Quels étaient au départ les principaux objectifs ?
Les objectifs étaient de confirmer le rôle protecteur de « l’exposition agricole » en milieu de production laitière sur le risque de devenir allergique et de développer un asthme. Mais aussi d’essayer d’identifier les substances « agricoles » capables de moduler notre système immunitaire au cours des premiers mois de la vie, ce qui conduit à développer une tolérance vis-à-vis des allergènes.
Quels sont les résultats déjà obtenus ?
Un certain nombre de résultats sont déjà obtenus, mais beaucoup ne pourront être dévoilés qu’au terme du suivi. Les résultats préliminaires ont cependant déjà été publiés, à savoir :
- dès la naissance, le système immunitaire des enfants nés à la ferme est orienté vers un statut non allergique et ces nouveaux-nés apparaissent protégés, notamment vis-à-vis des allergènes dits saisonniers (par exemple aux pollens d’herbes)
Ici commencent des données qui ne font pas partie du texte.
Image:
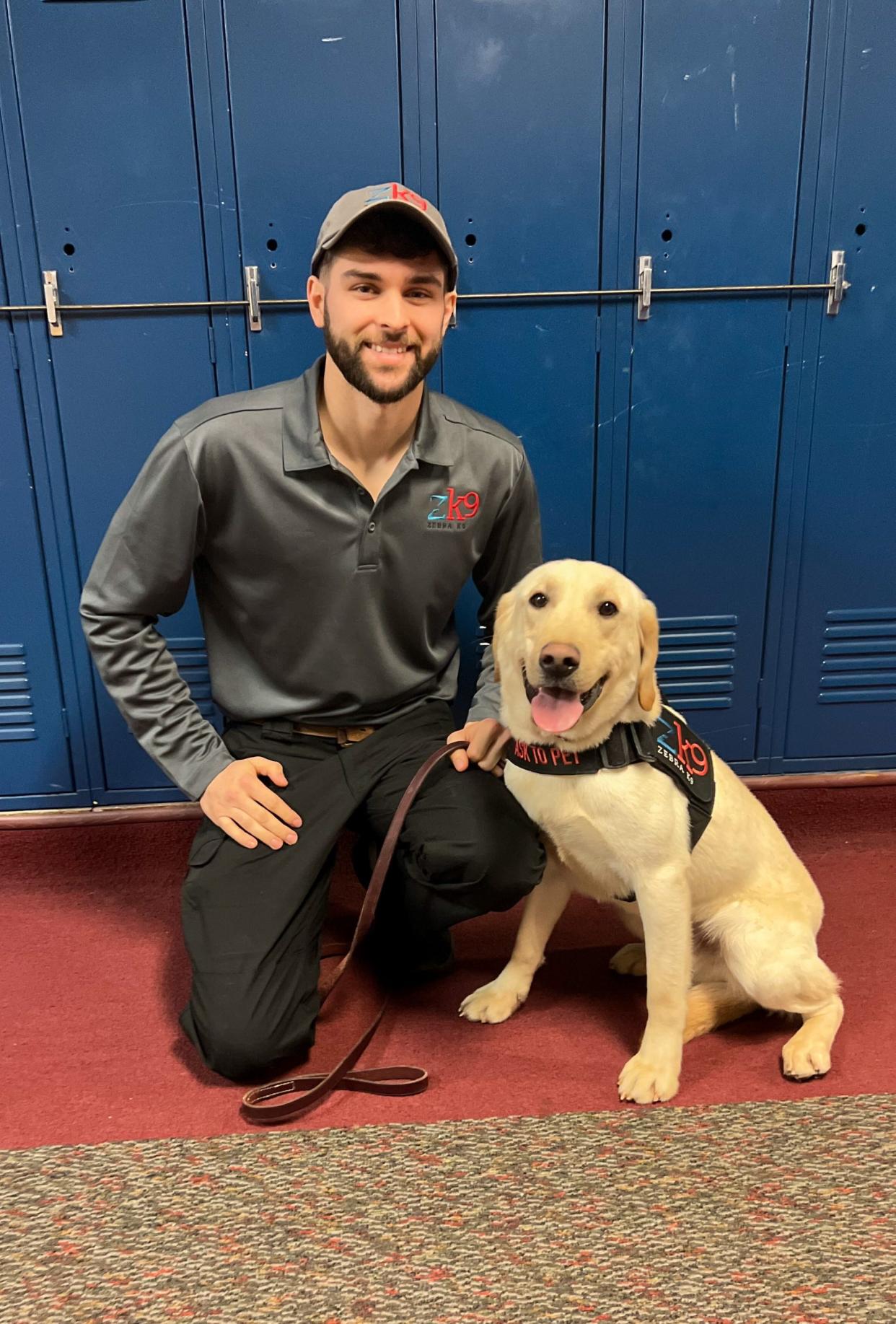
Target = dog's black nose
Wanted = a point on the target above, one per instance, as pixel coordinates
(559, 661)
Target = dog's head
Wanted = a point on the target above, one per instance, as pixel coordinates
(575, 649)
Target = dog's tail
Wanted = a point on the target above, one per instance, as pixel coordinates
(713, 1004)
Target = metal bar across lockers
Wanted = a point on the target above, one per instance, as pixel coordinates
(644, 291)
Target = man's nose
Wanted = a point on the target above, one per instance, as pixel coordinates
(559, 661)
(392, 312)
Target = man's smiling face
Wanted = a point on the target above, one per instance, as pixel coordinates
(384, 320)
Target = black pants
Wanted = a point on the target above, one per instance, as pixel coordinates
(253, 916)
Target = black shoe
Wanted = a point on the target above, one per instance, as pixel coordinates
(400, 957)
(410, 960)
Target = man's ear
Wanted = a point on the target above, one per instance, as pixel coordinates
(502, 620)
(649, 632)
(317, 294)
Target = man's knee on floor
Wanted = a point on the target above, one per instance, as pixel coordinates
(493, 864)
(249, 1051)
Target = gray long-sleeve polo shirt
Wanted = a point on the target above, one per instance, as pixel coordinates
(318, 604)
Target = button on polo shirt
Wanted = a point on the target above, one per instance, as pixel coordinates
(318, 602)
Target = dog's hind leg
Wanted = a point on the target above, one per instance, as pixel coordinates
(780, 967)
(715, 1003)
(544, 906)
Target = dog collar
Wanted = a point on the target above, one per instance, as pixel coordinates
(667, 745)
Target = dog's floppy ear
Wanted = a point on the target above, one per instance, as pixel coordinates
(502, 618)
(649, 632)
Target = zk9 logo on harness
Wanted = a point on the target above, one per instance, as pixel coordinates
(688, 756)
(452, 512)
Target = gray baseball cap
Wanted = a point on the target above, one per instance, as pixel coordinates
(347, 209)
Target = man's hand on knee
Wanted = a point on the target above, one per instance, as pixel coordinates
(240, 802)
(488, 739)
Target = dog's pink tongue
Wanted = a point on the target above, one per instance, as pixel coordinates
(556, 713)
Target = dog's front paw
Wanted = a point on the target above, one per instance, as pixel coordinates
(494, 1003)
(648, 1082)
(631, 959)
(804, 1058)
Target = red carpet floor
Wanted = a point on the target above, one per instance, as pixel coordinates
(93, 976)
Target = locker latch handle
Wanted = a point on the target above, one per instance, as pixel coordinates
(645, 286)
(253, 304)
(52, 302)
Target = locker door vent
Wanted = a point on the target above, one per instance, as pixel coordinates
(192, 664)
(859, 656)
(16, 711)
(696, 661)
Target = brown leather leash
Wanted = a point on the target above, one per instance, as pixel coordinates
(281, 1100)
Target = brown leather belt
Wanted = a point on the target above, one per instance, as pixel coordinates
(342, 735)
(266, 1103)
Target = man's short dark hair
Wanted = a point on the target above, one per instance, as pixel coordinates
(388, 233)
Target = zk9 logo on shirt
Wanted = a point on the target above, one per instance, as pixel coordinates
(452, 510)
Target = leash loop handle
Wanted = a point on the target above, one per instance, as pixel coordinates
(266, 1105)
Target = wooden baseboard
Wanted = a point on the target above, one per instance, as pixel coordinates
(101, 815)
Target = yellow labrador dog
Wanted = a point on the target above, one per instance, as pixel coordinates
(727, 923)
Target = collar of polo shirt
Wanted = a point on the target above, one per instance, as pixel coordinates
(436, 439)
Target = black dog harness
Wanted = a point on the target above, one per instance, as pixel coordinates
(669, 746)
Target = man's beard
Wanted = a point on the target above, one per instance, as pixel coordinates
(351, 366)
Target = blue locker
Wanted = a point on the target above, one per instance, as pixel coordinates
(688, 499)
(33, 743)
(838, 688)
(519, 184)
(117, 214)
(315, 112)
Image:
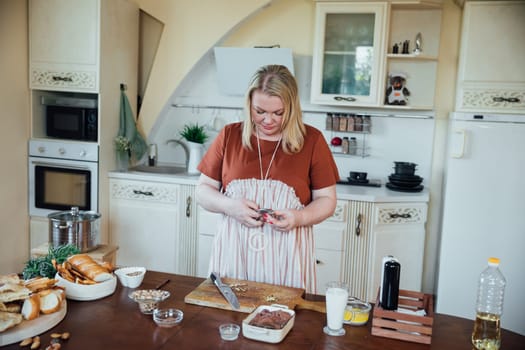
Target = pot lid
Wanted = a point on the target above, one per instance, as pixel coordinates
(74, 215)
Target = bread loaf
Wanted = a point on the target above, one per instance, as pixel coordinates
(49, 302)
(84, 264)
(31, 307)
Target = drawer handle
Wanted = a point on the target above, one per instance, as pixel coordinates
(188, 206)
(396, 216)
(341, 98)
(503, 99)
(358, 228)
(144, 193)
(57, 78)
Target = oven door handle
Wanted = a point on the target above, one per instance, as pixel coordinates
(63, 165)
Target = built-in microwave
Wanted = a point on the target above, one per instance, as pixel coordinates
(71, 118)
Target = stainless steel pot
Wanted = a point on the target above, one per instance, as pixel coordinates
(81, 228)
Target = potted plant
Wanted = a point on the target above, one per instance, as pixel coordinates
(195, 135)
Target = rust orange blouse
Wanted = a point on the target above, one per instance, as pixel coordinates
(311, 169)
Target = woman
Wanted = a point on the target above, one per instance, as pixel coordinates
(274, 161)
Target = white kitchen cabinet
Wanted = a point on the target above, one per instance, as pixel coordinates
(329, 249)
(420, 69)
(356, 264)
(64, 44)
(491, 73)
(398, 230)
(145, 221)
(85, 48)
(348, 57)
(207, 224)
(353, 56)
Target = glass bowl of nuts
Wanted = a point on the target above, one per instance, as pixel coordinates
(149, 299)
(167, 317)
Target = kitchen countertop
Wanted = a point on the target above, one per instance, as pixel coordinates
(115, 322)
(344, 192)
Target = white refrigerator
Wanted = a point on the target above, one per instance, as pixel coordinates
(483, 213)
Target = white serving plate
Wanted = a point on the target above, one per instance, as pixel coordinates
(28, 329)
(87, 292)
(265, 334)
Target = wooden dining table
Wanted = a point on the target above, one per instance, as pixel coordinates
(115, 322)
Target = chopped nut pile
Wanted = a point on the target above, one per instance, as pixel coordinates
(54, 344)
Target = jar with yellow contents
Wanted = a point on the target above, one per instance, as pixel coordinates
(357, 312)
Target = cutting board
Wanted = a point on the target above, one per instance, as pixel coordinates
(251, 295)
(28, 329)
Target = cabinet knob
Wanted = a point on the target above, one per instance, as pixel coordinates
(342, 98)
(402, 216)
(358, 228)
(144, 193)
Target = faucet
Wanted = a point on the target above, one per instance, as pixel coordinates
(184, 146)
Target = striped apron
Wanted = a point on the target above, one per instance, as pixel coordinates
(262, 254)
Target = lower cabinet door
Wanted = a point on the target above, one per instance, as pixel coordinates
(207, 223)
(328, 264)
(144, 222)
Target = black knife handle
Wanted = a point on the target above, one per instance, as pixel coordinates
(215, 278)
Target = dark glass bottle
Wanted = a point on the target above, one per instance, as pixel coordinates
(390, 285)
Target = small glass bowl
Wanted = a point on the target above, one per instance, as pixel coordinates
(167, 317)
(229, 331)
(149, 299)
(357, 312)
(131, 277)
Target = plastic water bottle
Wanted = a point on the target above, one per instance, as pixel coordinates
(489, 307)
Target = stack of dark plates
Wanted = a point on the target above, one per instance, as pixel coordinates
(404, 178)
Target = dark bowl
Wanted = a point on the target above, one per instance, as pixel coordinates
(407, 178)
(357, 176)
(405, 168)
(405, 184)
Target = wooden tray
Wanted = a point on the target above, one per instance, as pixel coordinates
(397, 325)
(28, 329)
(251, 295)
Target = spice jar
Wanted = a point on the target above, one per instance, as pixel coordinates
(335, 122)
(350, 123)
(342, 122)
(352, 146)
(367, 123)
(358, 126)
(345, 145)
(328, 125)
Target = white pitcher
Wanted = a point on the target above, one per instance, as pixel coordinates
(196, 153)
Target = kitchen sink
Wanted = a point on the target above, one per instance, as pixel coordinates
(158, 169)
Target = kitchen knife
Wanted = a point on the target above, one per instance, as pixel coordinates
(225, 290)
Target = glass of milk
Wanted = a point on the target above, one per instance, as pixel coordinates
(336, 299)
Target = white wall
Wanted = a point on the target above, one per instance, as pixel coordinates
(14, 99)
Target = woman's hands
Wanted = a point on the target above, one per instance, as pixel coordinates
(244, 211)
(284, 220)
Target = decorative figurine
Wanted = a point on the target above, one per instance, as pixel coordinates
(419, 43)
(395, 49)
(397, 93)
(406, 43)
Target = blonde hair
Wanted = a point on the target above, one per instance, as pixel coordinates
(276, 80)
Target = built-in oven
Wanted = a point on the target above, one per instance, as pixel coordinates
(62, 174)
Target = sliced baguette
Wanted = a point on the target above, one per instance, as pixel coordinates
(84, 264)
(49, 302)
(31, 307)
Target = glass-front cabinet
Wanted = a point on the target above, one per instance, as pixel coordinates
(349, 47)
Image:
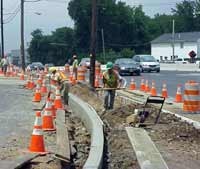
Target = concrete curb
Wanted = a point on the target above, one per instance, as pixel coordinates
(95, 126)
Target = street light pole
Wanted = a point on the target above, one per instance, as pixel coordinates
(2, 31)
(22, 36)
(93, 43)
(103, 44)
(173, 40)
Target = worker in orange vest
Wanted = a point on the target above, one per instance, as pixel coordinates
(61, 80)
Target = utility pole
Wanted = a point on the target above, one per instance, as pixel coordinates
(173, 40)
(2, 31)
(103, 45)
(22, 36)
(93, 43)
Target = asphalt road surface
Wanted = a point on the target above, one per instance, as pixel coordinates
(172, 79)
(16, 115)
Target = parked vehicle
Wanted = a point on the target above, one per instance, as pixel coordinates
(49, 65)
(181, 61)
(127, 66)
(35, 66)
(147, 63)
(85, 62)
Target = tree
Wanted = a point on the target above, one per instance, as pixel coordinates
(184, 16)
(55, 48)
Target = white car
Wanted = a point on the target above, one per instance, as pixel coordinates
(147, 63)
(180, 61)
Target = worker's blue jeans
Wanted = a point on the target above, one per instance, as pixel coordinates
(109, 99)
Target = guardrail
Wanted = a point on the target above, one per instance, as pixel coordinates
(95, 127)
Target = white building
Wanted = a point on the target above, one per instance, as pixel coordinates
(15, 58)
(161, 47)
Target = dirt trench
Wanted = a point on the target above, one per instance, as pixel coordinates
(178, 142)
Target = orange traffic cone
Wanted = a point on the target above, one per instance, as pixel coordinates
(164, 90)
(101, 75)
(22, 76)
(153, 89)
(1, 72)
(96, 82)
(39, 81)
(147, 89)
(58, 101)
(53, 109)
(44, 88)
(142, 85)
(178, 95)
(70, 77)
(132, 85)
(37, 140)
(37, 96)
(74, 79)
(32, 84)
(27, 85)
(47, 120)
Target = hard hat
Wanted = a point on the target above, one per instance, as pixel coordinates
(109, 65)
(52, 69)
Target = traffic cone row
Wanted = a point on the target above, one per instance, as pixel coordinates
(153, 92)
(132, 85)
(142, 85)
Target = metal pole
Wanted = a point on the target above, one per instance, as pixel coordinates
(173, 40)
(103, 45)
(93, 43)
(2, 31)
(22, 36)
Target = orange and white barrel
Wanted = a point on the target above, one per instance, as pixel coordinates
(67, 68)
(97, 69)
(81, 74)
(191, 101)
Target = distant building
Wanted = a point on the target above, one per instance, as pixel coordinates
(161, 47)
(15, 57)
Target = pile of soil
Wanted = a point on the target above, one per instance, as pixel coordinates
(177, 141)
(80, 141)
(118, 150)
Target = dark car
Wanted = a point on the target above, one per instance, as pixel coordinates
(35, 66)
(85, 62)
(127, 66)
(49, 65)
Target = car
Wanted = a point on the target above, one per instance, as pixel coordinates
(49, 65)
(127, 66)
(85, 62)
(147, 63)
(180, 61)
(35, 66)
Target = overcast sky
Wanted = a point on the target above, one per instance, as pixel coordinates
(54, 14)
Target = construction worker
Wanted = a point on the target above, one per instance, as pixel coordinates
(75, 66)
(61, 80)
(111, 82)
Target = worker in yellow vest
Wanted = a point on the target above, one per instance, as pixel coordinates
(75, 66)
(111, 82)
(61, 80)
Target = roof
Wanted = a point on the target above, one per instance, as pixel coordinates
(179, 37)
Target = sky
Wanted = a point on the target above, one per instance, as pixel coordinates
(54, 14)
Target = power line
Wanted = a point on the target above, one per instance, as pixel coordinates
(14, 14)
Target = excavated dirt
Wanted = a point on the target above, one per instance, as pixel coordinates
(178, 142)
(118, 150)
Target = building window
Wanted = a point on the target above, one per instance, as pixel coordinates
(182, 45)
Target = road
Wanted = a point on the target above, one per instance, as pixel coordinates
(16, 117)
(172, 79)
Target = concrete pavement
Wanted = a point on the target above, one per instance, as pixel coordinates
(16, 117)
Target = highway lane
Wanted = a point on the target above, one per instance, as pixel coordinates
(172, 79)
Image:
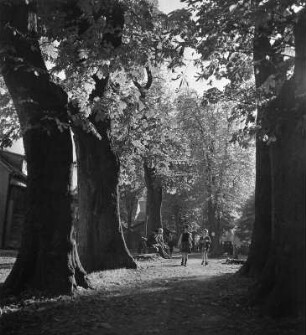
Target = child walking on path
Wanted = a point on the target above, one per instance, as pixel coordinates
(205, 243)
(185, 243)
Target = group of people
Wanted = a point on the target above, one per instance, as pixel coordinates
(185, 244)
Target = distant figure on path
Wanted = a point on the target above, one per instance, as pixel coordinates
(205, 243)
(156, 241)
(185, 243)
(170, 242)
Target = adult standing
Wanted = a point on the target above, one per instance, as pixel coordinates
(185, 243)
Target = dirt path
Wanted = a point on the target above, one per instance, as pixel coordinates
(161, 297)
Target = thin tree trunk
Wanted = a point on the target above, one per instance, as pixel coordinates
(261, 235)
(48, 258)
(154, 199)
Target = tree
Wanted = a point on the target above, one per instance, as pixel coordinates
(48, 258)
(224, 175)
(277, 251)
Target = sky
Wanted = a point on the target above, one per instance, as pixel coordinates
(188, 72)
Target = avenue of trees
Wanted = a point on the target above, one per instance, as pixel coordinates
(97, 72)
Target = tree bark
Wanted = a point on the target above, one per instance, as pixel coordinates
(261, 236)
(281, 287)
(154, 199)
(48, 258)
(101, 242)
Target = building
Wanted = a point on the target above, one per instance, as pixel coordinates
(12, 198)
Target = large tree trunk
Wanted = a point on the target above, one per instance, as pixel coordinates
(261, 235)
(282, 284)
(101, 242)
(48, 258)
(102, 245)
(154, 199)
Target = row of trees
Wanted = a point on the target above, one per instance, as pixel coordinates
(99, 51)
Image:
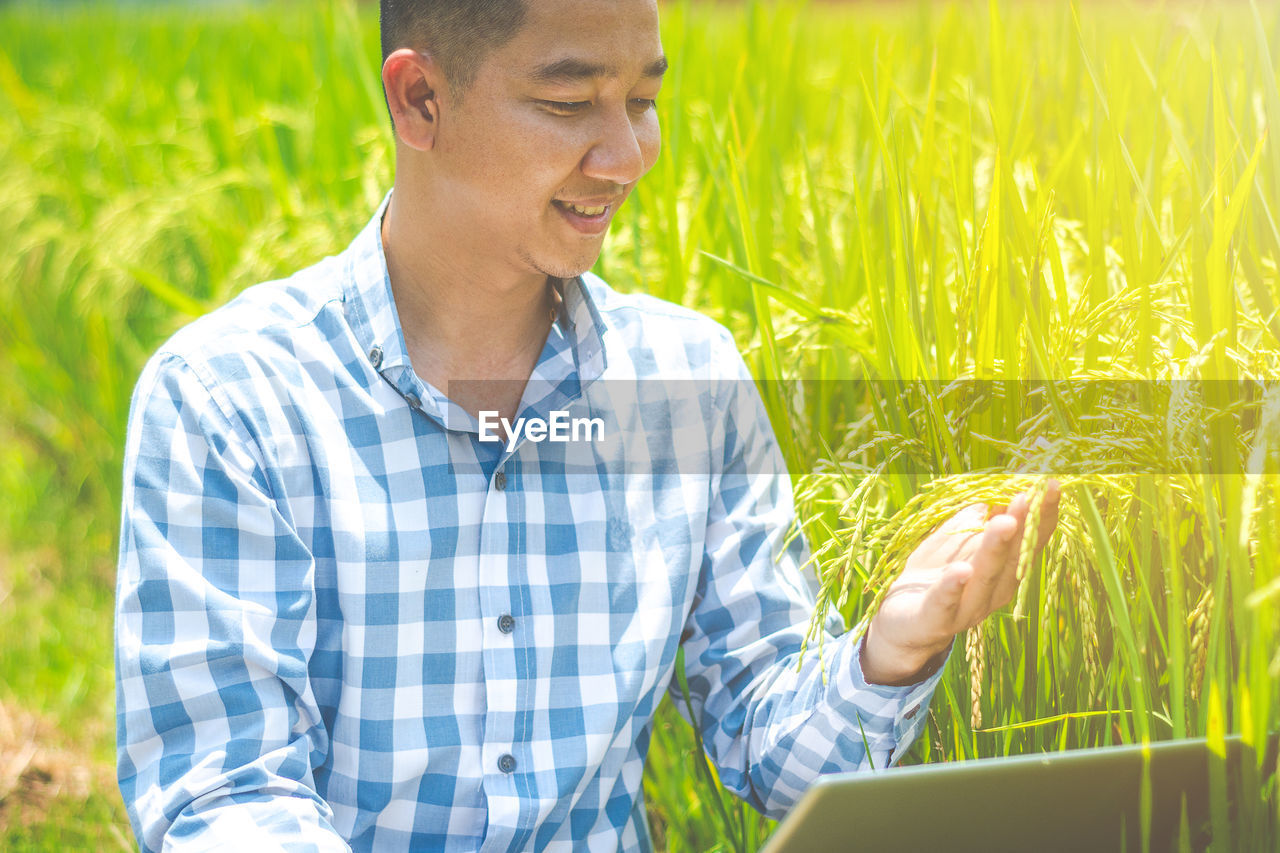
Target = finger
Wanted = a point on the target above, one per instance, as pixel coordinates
(940, 606)
(1009, 580)
(990, 568)
(951, 538)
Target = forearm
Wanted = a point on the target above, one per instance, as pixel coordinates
(794, 725)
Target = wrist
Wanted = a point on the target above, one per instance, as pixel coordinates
(891, 665)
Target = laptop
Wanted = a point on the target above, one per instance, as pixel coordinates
(1079, 799)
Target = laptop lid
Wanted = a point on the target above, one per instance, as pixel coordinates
(1079, 799)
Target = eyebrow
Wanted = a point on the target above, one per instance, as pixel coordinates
(571, 71)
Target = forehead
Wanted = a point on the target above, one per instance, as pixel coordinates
(566, 39)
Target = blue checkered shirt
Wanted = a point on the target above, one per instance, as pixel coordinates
(347, 623)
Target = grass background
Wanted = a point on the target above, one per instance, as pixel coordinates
(904, 191)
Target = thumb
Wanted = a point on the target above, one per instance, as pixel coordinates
(942, 601)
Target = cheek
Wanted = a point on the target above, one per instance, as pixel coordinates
(649, 138)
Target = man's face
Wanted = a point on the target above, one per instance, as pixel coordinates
(558, 124)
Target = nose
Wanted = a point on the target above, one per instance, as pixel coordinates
(618, 153)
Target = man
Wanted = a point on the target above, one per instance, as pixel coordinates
(347, 620)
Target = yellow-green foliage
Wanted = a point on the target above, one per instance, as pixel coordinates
(920, 210)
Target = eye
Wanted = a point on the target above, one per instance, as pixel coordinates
(566, 108)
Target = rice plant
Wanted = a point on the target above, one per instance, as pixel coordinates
(965, 247)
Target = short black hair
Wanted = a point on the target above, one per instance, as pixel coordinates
(458, 33)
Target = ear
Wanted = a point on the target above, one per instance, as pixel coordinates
(414, 82)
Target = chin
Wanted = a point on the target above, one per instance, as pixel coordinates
(566, 267)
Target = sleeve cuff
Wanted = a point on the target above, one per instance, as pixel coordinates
(892, 717)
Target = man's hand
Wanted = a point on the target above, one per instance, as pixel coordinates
(960, 574)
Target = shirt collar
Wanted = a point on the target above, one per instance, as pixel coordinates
(371, 309)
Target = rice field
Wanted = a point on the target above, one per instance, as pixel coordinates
(964, 246)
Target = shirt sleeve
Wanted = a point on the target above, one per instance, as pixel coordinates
(772, 721)
(216, 726)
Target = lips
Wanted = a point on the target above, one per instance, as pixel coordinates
(586, 215)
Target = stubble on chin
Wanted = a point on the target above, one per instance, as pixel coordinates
(562, 268)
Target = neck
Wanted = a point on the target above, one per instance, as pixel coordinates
(461, 318)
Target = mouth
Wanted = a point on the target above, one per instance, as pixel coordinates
(589, 217)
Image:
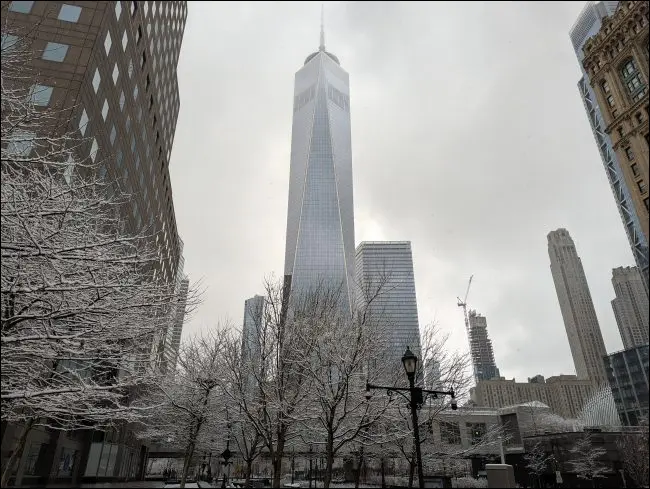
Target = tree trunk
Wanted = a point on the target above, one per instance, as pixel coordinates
(329, 455)
(277, 458)
(17, 453)
(249, 469)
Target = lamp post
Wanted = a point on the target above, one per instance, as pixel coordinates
(311, 450)
(415, 401)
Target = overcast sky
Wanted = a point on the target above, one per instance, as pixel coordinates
(469, 139)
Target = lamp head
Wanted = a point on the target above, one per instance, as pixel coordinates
(410, 362)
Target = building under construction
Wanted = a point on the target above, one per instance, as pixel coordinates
(481, 348)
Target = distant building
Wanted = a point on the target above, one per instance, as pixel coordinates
(578, 311)
(481, 348)
(627, 372)
(387, 267)
(630, 306)
(566, 395)
(616, 61)
(611, 130)
(432, 374)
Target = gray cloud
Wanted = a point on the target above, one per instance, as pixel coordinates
(469, 139)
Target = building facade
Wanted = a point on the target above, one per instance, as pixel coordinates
(616, 60)
(109, 68)
(565, 395)
(630, 306)
(320, 218)
(481, 348)
(583, 331)
(587, 25)
(627, 372)
(384, 271)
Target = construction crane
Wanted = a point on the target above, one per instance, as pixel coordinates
(463, 304)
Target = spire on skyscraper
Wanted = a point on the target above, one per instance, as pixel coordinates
(321, 47)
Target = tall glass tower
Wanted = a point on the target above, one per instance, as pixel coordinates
(320, 220)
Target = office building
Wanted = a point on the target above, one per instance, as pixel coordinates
(630, 306)
(627, 372)
(583, 331)
(109, 67)
(252, 329)
(385, 274)
(614, 92)
(320, 218)
(481, 348)
(566, 395)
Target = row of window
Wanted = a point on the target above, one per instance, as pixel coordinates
(632, 80)
(67, 13)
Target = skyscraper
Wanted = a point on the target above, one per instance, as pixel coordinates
(320, 220)
(387, 267)
(585, 338)
(630, 306)
(481, 348)
(110, 69)
(623, 178)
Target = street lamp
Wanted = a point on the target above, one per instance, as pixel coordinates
(417, 397)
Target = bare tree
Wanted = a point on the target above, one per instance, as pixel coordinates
(189, 397)
(80, 304)
(271, 390)
(634, 452)
(586, 459)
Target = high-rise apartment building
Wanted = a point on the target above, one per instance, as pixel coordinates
(627, 372)
(585, 338)
(384, 271)
(109, 67)
(320, 219)
(630, 306)
(614, 92)
(481, 348)
(566, 395)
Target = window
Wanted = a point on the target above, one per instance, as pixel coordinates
(632, 80)
(41, 94)
(21, 143)
(21, 7)
(8, 42)
(116, 74)
(93, 150)
(83, 122)
(55, 51)
(96, 80)
(69, 13)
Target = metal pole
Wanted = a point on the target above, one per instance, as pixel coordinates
(416, 432)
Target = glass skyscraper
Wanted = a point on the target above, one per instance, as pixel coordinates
(320, 220)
- cette protection se développe dès avant la naissance et survient notamment quand la mère va régulièrement dans l’étable et dans la grange au cours des derniers mois de grossesse
- même chez les enfants qui ne sont pas nés dans une ferme, l’exposition aux animaux de la ferme, au foin engrangé et à un environnement riche en substances microbiennes (fumier…) protège de l’allergie.
Quel est au final le but recherché ?
A moyen terme, l’objectif est bien sûr de prévenir les allergies qui représentent dans nos pays occidentalisés un problème de Santé publique, puisque 20 à 30 % de la population en est atteinte. On peut imaginer la mise au point d’un « vaccin » dont pourraient bénéficier les sujets à risque, c’est-à-dire ayant une hérédité allergique, et qui serait développé à partir de « substances » issues de la ferme… A l’heure actuelle, cela reste quand même du domaine de la « science-fiction ».